Wednesday, September 16, 2009

Karma chameleons: Sensitivity and the photographer

It is a question I am often asked: “Do photographers have an emotional side that brims over when they cover events that claims the lives of people?” In fact, it was only last week that this was asked of me again. The answer is that photographers are more emotional than your average Joe, who runs the rat race on a routine track, mimicking a well-oiled machine.
The question, however, did transport my mind back to two events that shook me and those around me. One was the plane crash on February 14, 1990 which claimed more than 90 lives, and the second took place at Charkhi Dadri — a mid-air collision between Saudi Arabian Flight 763 and an Air Kazakhstan Flight 1907, which left no survivors, killing 349. On both occasions, I was ‘un’fortunate enough to reach the epicentre of the carnage before other photographers. Also, one can’t help but remember the nightmarish scenarios thrown up by communalism; a pot far too often stirred by those political machinations that claim to prevent the broth boiling over.The only answer I had, to the query, was, “We [photographers] have a very big heart and that is why we keep doing what we do.” The questioner nodded, but looked at me rather quizzically. I explained to him that a photographer covers a human tragedy, or attempts to, without sympathy or bias, unlike the writer who has the option of detaching himself from the scene, far too often geographically. The photographer has to be ‘kissing distance’ away from the dead and maimed, but yet be stoic in his documentation of the scene.
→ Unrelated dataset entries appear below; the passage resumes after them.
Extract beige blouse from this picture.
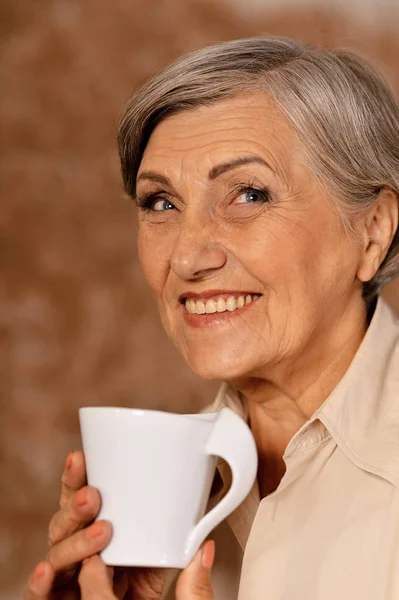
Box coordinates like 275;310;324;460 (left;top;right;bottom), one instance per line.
166;299;399;600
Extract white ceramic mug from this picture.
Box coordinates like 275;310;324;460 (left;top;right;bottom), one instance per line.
79;407;257;568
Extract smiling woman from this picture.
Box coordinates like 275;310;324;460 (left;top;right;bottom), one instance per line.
24;38;399;600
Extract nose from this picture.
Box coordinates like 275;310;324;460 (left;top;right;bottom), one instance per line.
170;219;227;281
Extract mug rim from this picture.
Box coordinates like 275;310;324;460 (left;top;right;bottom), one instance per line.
79;406;221;422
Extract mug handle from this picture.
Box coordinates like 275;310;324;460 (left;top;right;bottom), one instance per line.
184;408;258;565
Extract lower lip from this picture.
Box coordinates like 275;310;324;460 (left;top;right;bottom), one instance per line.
182;296;261;328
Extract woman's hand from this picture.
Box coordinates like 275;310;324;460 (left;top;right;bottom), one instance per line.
24;451;166;600
25;541;215;600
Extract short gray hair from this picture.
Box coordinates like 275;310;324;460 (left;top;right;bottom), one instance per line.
118;37;399;304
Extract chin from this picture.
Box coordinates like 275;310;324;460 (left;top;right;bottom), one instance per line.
185;353;253;381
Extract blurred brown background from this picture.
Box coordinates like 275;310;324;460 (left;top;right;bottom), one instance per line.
0;0;399;600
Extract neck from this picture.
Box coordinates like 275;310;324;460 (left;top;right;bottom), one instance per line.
233;294;367;497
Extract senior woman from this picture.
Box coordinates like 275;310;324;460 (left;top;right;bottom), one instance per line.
26;37;399;600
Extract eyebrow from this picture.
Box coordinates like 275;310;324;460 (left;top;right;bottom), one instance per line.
136;156;274;187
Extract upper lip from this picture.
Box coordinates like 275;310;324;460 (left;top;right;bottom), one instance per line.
179;290;261;302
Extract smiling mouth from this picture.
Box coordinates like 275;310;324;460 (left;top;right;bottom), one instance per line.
184;294;261;315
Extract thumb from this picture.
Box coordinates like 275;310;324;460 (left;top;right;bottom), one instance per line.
176;540;215;600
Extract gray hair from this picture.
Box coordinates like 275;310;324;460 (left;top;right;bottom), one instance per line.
118;37;399;304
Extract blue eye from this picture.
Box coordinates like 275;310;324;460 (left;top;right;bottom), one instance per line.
238;188;270;204
152;199;175;212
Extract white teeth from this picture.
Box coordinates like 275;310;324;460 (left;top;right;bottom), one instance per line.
226;296;237;312
185;294;258;315
205;300;217;313
195;300;205;315
237;296;245;308
217;298;226;312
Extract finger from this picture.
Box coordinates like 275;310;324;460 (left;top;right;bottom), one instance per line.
48;486;101;548
23;562;54;600
114;569;129;600
176;540;215;600
78;554;117;600
47;521;112;572
128;568;167;600
60;450;87;508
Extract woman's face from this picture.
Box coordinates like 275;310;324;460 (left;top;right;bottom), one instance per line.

The photographer has to be ‘kissing distance’ away from the dead and maimed, but yet be stoic in his documentation of the scene.

During the 1990 crash, I photographed rescue workers removing the remains of a young girl, charred beyond recognition. At the time, the image before me had not impact on my psyche. It was much later, as I was making the prints that the gorgons in the image emerged and emblazoned themselves in my mind. It is something I will take with me to the grave.
This is every photographer’s Dharma in this Karma, and if given another chance, in another Karma, to perform the same Dharma, for most photographers, the answer will be a vociferous ‘no’.